🤖 AI Summary
This work addresses the challenge of automatically detecting gamma-ray transients—such as flares and gamma-ray bursts—in Fermi-LAT survey data, which is hindered by complex background modeling and ambiguous definitions of anomalous behavior. The study presents the first application of a self-supervised ConvLSTM architecture to decade-scale synthetic time-series sky maps, trained end-to-end on simulated daily all-sky count and exposure map sequences to learn normal spatiotemporal evolution patterns. Anomaly detection is achieved through pixel-level residual statistics, augmented by spatial consistency filtering to enable unsupervised transient identification. Applied to real Fermi-LAT data, the method successfully recovers localized excesses consistent with known highly variable sources or transient events, establishing a reproducible, unsupervised anomaly detection benchmark for long-term gamma-ray sky surveys.
📝 Abstract
We present a framework for detecting transient gamma-ray phenomena in a controlled environment by combining end-to-end simulations of the Fermi-LAT sky with self-supervised spatio-temporal deep learning. We generate a ten-year synthetic Universe with gtobssim and process the simulated events into daily all-sky maps of counts and exposure, obtaining a time-ordered sequence that mirrors the structure of Fermi-LAT observations. To model the nominal evolution of the sky, we employ a Convolutional Long Short-Term Memory (ConvLSTM) network that operates directly on map sequences, preserving spatial locality while learning temporal dependencies. The model is trained to reconstruct expected emission, and departures from the learned baseline are quantified through pixel-wise mean-squared residual maps.
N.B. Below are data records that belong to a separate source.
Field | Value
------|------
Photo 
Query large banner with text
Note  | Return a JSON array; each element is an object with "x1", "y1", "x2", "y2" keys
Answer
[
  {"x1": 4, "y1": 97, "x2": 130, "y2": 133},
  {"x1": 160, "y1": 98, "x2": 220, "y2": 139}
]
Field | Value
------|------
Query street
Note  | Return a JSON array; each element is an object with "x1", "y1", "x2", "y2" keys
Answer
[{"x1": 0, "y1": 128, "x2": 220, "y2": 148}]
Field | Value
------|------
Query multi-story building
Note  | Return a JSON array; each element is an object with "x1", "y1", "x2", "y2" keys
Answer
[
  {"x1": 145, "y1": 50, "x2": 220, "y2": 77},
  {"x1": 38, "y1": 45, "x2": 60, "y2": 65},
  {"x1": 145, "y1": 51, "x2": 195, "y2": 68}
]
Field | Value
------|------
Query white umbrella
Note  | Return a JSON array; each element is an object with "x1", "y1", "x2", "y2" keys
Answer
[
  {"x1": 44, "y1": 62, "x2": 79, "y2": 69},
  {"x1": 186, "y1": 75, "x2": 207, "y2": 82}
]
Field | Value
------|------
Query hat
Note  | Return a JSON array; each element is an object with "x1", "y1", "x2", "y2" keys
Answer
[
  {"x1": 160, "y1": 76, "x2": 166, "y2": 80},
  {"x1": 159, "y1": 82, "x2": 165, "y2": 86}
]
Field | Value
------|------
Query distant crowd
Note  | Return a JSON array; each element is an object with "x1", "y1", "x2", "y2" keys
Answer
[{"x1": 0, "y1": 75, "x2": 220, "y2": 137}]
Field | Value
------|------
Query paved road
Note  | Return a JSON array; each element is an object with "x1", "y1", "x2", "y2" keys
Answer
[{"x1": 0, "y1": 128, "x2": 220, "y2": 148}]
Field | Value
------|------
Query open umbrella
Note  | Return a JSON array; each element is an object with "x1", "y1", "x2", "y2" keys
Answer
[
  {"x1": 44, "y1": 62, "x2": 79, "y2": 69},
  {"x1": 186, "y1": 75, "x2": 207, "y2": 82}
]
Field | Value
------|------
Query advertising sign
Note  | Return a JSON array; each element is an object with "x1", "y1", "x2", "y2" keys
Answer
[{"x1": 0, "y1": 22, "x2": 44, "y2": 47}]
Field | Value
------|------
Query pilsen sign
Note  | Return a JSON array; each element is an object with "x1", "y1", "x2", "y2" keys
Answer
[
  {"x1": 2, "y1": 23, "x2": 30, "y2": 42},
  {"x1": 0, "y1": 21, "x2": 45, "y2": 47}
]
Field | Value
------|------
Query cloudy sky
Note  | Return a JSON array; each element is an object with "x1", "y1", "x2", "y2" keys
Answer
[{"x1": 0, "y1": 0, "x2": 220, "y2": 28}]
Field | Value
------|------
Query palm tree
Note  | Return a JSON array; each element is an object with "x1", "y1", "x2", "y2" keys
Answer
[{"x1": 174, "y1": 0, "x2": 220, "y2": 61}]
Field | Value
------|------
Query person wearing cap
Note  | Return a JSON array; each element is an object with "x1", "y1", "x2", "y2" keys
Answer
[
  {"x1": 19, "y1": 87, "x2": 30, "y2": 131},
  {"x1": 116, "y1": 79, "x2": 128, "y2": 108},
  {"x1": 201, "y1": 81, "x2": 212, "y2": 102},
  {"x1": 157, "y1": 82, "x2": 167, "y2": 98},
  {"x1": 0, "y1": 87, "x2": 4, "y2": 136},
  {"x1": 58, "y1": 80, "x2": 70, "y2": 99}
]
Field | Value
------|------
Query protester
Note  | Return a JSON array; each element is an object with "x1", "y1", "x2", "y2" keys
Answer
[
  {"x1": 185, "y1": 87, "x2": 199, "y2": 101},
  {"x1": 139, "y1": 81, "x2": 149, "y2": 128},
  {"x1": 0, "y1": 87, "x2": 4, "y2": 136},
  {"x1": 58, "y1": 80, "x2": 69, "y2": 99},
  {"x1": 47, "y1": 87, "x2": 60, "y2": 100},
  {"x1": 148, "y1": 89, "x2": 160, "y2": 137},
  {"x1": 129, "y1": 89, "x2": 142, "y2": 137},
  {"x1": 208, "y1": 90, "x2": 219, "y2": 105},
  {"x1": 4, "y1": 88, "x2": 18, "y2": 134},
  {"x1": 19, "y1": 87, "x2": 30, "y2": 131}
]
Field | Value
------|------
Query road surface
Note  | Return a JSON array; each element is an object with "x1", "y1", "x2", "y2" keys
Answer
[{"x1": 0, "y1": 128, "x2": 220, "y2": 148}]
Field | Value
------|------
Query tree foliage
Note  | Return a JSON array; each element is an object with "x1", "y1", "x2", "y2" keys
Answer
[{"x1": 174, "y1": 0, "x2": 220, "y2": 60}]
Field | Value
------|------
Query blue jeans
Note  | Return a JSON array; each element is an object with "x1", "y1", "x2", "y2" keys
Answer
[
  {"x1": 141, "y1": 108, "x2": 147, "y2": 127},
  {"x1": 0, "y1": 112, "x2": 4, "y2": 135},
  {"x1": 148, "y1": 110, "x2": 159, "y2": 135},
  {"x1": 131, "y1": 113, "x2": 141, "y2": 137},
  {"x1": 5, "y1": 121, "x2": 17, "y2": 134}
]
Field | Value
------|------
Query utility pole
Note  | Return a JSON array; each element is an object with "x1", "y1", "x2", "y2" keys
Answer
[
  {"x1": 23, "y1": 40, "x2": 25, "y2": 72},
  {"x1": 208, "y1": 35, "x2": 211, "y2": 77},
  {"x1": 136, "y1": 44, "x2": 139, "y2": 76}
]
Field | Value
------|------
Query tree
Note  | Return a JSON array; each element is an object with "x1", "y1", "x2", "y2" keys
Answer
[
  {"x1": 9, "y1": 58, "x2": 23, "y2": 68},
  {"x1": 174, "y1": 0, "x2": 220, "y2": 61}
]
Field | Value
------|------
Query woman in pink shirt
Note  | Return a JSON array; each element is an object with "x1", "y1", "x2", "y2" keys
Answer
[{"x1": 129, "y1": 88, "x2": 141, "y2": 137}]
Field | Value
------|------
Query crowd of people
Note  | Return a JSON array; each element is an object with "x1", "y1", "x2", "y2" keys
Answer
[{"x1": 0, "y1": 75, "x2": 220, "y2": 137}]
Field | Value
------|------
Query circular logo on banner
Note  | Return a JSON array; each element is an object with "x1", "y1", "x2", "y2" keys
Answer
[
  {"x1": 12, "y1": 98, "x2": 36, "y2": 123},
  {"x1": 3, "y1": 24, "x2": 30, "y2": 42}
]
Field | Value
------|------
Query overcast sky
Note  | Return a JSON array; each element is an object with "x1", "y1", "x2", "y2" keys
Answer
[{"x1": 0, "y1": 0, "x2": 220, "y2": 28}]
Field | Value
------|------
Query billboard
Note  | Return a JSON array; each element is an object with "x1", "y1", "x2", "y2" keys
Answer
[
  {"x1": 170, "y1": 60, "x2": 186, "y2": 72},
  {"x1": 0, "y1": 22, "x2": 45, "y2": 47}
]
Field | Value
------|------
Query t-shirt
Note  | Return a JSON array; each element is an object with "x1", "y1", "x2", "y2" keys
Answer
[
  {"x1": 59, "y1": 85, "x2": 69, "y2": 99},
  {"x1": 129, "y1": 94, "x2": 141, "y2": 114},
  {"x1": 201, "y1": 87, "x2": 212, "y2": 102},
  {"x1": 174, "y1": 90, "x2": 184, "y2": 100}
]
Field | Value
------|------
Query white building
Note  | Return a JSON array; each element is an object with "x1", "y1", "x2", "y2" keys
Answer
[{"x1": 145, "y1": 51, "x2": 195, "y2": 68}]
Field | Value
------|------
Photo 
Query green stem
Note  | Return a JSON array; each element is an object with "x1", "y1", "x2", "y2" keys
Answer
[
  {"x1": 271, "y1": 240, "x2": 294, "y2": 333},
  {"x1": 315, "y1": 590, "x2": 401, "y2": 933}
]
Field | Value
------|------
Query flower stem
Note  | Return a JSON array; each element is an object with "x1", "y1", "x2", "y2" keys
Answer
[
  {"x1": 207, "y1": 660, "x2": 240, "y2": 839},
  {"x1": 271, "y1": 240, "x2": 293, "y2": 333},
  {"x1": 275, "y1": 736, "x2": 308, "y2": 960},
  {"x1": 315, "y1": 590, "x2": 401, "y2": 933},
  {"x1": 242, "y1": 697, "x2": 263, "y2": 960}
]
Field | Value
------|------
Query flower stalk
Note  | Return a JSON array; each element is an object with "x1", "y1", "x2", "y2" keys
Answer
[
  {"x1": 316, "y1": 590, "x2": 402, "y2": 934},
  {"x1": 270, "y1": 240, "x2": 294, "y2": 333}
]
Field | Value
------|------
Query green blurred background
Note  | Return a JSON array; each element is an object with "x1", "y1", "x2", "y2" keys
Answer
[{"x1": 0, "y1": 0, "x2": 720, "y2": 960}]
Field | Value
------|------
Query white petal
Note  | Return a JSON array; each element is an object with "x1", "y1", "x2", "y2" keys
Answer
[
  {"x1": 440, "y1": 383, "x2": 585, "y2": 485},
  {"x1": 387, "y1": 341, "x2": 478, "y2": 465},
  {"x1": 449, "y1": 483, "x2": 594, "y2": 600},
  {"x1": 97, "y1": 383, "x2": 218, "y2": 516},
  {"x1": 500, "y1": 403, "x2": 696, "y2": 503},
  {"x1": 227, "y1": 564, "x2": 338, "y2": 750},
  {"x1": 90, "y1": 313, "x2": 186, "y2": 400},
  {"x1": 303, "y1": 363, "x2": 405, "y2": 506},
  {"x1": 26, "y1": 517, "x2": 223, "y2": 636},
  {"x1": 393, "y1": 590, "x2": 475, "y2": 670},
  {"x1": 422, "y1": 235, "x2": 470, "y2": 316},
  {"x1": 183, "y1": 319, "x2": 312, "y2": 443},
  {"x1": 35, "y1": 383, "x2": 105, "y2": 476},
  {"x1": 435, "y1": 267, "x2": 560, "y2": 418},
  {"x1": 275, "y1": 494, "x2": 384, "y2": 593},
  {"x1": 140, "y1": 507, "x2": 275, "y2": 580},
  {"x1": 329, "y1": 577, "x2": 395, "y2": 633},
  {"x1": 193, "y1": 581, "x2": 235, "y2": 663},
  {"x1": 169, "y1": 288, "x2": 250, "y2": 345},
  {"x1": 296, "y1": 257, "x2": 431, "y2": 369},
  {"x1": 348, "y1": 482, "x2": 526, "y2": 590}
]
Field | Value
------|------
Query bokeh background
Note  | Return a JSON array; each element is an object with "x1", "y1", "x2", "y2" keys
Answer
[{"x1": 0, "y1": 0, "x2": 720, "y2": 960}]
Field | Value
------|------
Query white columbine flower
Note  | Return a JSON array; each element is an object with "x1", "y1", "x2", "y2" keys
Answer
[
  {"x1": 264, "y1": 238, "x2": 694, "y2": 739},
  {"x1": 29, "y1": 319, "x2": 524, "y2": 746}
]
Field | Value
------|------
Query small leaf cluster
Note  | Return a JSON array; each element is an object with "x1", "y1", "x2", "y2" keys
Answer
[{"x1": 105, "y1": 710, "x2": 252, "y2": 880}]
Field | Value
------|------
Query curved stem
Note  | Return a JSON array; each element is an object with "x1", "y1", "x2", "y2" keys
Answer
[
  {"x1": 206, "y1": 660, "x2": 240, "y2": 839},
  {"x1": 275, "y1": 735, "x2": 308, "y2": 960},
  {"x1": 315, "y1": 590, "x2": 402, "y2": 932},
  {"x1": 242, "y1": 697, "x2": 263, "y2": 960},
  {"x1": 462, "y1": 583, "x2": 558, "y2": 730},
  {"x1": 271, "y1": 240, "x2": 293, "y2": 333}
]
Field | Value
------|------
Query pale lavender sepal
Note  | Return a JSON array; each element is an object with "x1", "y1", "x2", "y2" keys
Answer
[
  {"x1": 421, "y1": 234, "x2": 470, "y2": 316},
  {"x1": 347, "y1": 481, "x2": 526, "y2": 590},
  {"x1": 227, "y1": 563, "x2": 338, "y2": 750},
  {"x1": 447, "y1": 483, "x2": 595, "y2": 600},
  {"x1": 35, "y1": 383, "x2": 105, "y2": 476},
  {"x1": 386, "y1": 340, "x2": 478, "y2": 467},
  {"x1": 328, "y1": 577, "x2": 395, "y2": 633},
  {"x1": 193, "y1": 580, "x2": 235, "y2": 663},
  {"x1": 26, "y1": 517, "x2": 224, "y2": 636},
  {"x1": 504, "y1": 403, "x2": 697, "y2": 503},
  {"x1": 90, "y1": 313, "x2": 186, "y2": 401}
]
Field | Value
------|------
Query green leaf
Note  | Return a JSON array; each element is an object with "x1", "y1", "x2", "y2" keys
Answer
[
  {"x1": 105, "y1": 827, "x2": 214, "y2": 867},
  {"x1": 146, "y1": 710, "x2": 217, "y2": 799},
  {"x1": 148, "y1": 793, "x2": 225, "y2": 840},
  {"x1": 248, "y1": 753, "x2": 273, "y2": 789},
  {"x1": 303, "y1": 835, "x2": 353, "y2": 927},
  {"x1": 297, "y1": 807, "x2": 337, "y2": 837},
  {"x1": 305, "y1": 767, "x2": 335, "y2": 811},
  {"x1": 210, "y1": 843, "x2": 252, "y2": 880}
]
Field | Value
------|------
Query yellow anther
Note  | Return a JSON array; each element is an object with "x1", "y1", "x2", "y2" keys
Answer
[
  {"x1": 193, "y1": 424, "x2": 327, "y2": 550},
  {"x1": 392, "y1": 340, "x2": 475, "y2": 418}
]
We then define statistically motivated anomaly criteria by estimating per-pixel thresholds from the residual distribution on the training set, and we enforce spatial coherence via local filtering to suppress isolated fluctuations. The ConvLSTM is then deployed as trained predictor on Fermi-LAT daily maps, where the sky can depart from the nominal behavior because of genuine astrophysical variability and instrumental non-stationarities. The resulting pipeline flags localized, time-dependent excesses consistent with high-variable sources or transient events (e.g., flares or GRBs) and provides a benchmark for evaluating anomaly-detection strategies on long-duration, Fermi-LAT-like datasets.